NYSJ: When you look at DraftKings and FanDuel, which have alliances with leagues, teams, players and media outlets, do you see Draftpot needing or wanting to go that route in order to grow?
JL: Eventually we would like to. Obviously, it takes a pretty substantial amount of resources to be able to engage in that. With that said, we don't need to do that right now. The way the Web and social media is set up, you don't need to spend absurd amounts of money to reach out to people. We're very confident that we can develop a very large, active user-base of active cash depositors without having to tell people that we are the official partner of a specific league or team.
NYSJ: What about marketing and the amount of money being spent by DraftKings and FanDuel?
JL: If you have the cash to do it, it's a good idea. There are good things that come out of those relationships. FanDuel and DrafKings, right now, have been so successful that they can focus not just on acquisition but on branding. And for branding efforts, it's important to align yourself with reputable partners. We are doing the same thing on a digital level. But we really are in acquisition mode now because not a lot of people at this point know about Draftpot. But because of the capital we've recently raised, and our strategy in general, a lot of people will know about Draftpot. So we don't necessarily have to spend hundreds of thousands of dollars on particular sponsorship or marketing deals.

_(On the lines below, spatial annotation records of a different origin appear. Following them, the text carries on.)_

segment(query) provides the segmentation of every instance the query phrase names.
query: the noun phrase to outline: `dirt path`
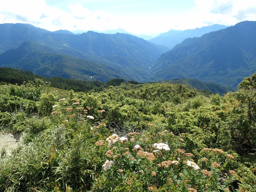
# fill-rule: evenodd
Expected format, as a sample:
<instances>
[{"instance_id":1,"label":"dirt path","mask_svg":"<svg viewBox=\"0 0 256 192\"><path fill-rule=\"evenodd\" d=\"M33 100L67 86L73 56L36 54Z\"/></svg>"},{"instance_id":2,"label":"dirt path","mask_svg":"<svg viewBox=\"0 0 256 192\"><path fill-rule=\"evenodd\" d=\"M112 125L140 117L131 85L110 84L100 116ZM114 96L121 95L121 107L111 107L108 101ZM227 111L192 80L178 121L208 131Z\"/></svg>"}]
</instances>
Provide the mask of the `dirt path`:
<instances>
[{"instance_id":1,"label":"dirt path","mask_svg":"<svg viewBox=\"0 0 256 192\"><path fill-rule=\"evenodd\" d=\"M20 136L20 134L0 133L0 151L5 147L6 155L12 155L12 151L18 146L21 141Z\"/></svg>"}]
</instances>

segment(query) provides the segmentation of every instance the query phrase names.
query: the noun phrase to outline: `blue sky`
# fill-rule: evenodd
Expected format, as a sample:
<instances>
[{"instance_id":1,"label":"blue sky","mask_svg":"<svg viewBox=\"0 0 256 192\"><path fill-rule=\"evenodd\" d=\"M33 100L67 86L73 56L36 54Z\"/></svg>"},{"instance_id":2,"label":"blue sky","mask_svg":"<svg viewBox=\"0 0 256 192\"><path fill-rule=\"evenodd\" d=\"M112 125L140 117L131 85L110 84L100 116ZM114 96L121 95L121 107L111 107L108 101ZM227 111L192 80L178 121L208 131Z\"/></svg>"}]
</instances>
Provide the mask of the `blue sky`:
<instances>
[{"instance_id":1,"label":"blue sky","mask_svg":"<svg viewBox=\"0 0 256 192\"><path fill-rule=\"evenodd\" d=\"M256 20L251 0L8 0L0 23L27 23L53 31L102 31L119 28L154 36L215 23Z\"/></svg>"}]
</instances>

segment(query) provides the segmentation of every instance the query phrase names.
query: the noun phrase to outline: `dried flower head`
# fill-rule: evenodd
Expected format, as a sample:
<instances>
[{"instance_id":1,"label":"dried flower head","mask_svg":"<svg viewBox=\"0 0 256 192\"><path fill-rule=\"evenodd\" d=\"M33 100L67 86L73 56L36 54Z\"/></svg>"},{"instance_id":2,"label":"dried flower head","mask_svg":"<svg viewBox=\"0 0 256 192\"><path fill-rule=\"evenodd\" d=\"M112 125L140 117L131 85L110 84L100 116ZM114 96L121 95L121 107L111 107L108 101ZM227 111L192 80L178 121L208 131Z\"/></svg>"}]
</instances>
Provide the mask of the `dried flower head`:
<instances>
[{"instance_id":1,"label":"dried flower head","mask_svg":"<svg viewBox=\"0 0 256 192\"><path fill-rule=\"evenodd\" d=\"M156 174L154 171L152 171L151 172L151 174L154 176L155 176L156 175Z\"/></svg>"},{"instance_id":2,"label":"dried flower head","mask_svg":"<svg viewBox=\"0 0 256 192\"><path fill-rule=\"evenodd\" d=\"M108 157L110 157L113 155L113 151L112 150L108 150L106 153L106 156Z\"/></svg>"},{"instance_id":3,"label":"dried flower head","mask_svg":"<svg viewBox=\"0 0 256 192\"><path fill-rule=\"evenodd\" d=\"M139 145L135 145L133 148L138 149L141 148L141 146Z\"/></svg>"},{"instance_id":4,"label":"dried flower head","mask_svg":"<svg viewBox=\"0 0 256 192\"><path fill-rule=\"evenodd\" d=\"M103 140L100 140L95 143L96 146L101 146L104 145L104 142Z\"/></svg>"},{"instance_id":5,"label":"dried flower head","mask_svg":"<svg viewBox=\"0 0 256 192\"><path fill-rule=\"evenodd\" d=\"M185 153L185 155L188 157L192 157L194 156L194 155L193 155L192 153Z\"/></svg>"},{"instance_id":6,"label":"dried flower head","mask_svg":"<svg viewBox=\"0 0 256 192\"><path fill-rule=\"evenodd\" d=\"M195 162L187 160L186 162L187 164L190 167L192 167L194 169L199 169L200 167Z\"/></svg>"},{"instance_id":7,"label":"dried flower head","mask_svg":"<svg viewBox=\"0 0 256 192\"><path fill-rule=\"evenodd\" d=\"M108 137L106 141L108 142L109 146L110 146L111 144L114 144L119 140L120 137L119 136L115 134L113 134L111 136Z\"/></svg>"},{"instance_id":8,"label":"dried flower head","mask_svg":"<svg viewBox=\"0 0 256 192\"><path fill-rule=\"evenodd\" d=\"M118 172L120 173L123 173L123 170L122 169L118 169Z\"/></svg>"},{"instance_id":9,"label":"dried flower head","mask_svg":"<svg viewBox=\"0 0 256 192\"><path fill-rule=\"evenodd\" d=\"M236 172L233 170L230 170L228 171L228 172L229 172L230 175L234 175L236 174Z\"/></svg>"}]
</instances>

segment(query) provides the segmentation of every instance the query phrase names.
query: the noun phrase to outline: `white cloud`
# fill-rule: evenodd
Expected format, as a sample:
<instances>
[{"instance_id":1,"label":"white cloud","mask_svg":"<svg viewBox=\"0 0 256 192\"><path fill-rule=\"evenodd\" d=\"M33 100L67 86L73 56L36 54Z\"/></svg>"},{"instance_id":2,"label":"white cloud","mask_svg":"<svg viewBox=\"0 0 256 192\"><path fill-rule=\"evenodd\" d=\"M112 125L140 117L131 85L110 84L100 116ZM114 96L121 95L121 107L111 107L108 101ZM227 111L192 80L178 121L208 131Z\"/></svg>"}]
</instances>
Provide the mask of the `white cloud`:
<instances>
[{"instance_id":1,"label":"white cloud","mask_svg":"<svg viewBox=\"0 0 256 192\"><path fill-rule=\"evenodd\" d=\"M187 12L145 11L136 14L120 14L121 9L112 13L93 11L79 3L69 5L64 11L48 6L44 0L2 1L0 23L28 23L51 31L122 28L137 34L156 35L172 28L184 30L215 23L230 26L256 20L256 1L251 0L195 0L194 8Z\"/></svg>"}]
</instances>

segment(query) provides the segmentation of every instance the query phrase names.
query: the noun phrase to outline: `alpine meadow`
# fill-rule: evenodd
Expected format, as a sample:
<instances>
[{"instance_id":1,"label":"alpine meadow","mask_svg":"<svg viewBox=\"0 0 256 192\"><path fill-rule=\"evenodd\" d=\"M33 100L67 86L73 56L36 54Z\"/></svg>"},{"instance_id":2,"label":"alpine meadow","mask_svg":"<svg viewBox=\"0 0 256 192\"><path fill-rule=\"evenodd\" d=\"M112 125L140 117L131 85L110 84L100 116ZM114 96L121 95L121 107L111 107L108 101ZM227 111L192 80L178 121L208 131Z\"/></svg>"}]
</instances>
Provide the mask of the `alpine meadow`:
<instances>
[{"instance_id":1,"label":"alpine meadow","mask_svg":"<svg viewBox=\"0 0 256 192\"><path fill-rule=\"evenodd\" d=\"M0 192L256 192L256 3L10 0Z\"/></svg>"}]
</instances>

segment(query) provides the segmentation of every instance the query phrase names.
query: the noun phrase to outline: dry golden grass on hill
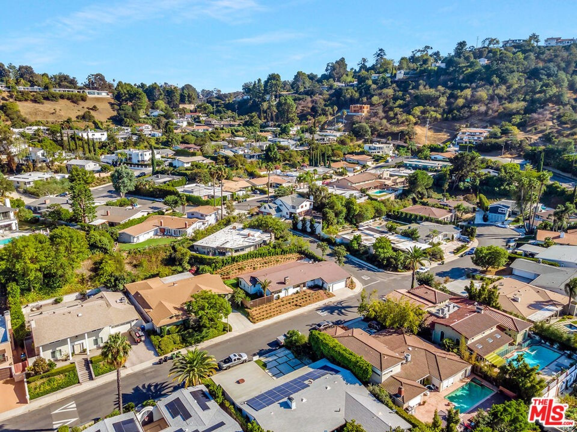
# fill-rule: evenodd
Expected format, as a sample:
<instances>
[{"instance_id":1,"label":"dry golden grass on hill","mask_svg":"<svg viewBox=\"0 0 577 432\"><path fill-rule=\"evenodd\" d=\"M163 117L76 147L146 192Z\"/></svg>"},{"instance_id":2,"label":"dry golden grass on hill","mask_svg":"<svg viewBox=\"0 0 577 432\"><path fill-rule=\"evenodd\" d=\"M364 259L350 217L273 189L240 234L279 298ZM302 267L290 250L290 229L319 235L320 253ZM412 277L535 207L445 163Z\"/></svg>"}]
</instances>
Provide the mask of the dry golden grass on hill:
<instances>
[{"instance_id":1,"label":"dry golden grass on hill","mask_svg":"<svg viewBox=\"0 0 577 432\"><path fill-rule=\"evenodd\" d=\"M2 98L7 100L5 97ZM81 101L77 104L64 99L56 102L44 101L44 104L27 101L17 101L16 103L20 108L20 112L29 122L44 120L58 122L69 117L76 120L76 116L87 111L90 111L96 120L106 122L115 114L112 108L114 100L108 97L89 97L85 102ZM98 109L95 111L88 110L89 107L93 105L96 105Z\"/></svg>"}]
</instances>

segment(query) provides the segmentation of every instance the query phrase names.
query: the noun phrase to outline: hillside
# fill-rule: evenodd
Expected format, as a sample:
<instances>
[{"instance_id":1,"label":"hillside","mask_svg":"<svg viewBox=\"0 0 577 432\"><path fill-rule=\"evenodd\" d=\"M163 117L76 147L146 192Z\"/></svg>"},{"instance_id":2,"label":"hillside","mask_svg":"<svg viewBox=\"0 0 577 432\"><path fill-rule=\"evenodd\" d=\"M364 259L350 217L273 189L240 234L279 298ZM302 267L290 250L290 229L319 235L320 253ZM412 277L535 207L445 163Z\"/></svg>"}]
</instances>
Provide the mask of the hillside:
<instances>
[{"instance_id":1,"label":"hillside","mask_svg":"<svg viewBox=\"0 0 577 432\"><path fill-rule=\"evenodd\" d=\"M10 100L8 93L2 93L2 101ZM16 101L20 112L30 122L42 120L51 123L62 122L68 118L73 119L81 115L89 108L96 105L98 109L90 110L96 120L106 122L115 113L113 109L114 101L108 97L90 97L85 102L74 104L65 99L53 102L44 101L43 104L31 101Z\"/></svg>"}]
</instances>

NYSJ: What are your feelings about those who link DFS with gambling?
JL: (Laughs.) Most of the people who seem to bring it up are in the media. It is a very interesting question. The Unlawful Internet Gambling Enforcement Act (of 2006) specifically exempts fantasy sports from being prohibited because it is considered to be a game of skill. I feel that it's undoubtedly true. That may be a biased position because I'm a DFS operator. But it's very clear based on looking at particular users who consistently win because they have skill. Their skill level is just better than a lot of other players. Fantasy sports is like anything else: If you put in the time and effort and research everything, you can win a lot of money. It is a game of skill. In traditional sports betting, there are a lot of times where you are picking one team. But in fantasy sports, you have to pick ten players out of a pool of a thousand or so players on a given night, you need to consider all of those player match-ups, team match-ups, weather conditions and everything else that goes into that.
NYSJ: With the differentiation points you've talked about, even with what seems like a saturation in the DFS category, how confident are you that Draftpot will grow and become a major player?
JL: There are a lot of people who play fantasy sports and a lot more coming in. And there are a lot of companies trying to gain traction in the market. But the thing we've done really well at Draftpot is to fundamentally differentiate the product to give consumers reasons to play on our platform. We don't have a salary-cap format. We offer eSports. We are very user-friendly. Providing consumers with options is important. There are some 57 million people who play fantasy sports and that number is growing, so I definitely see Draftpot as growing and continuing to grow for a long time.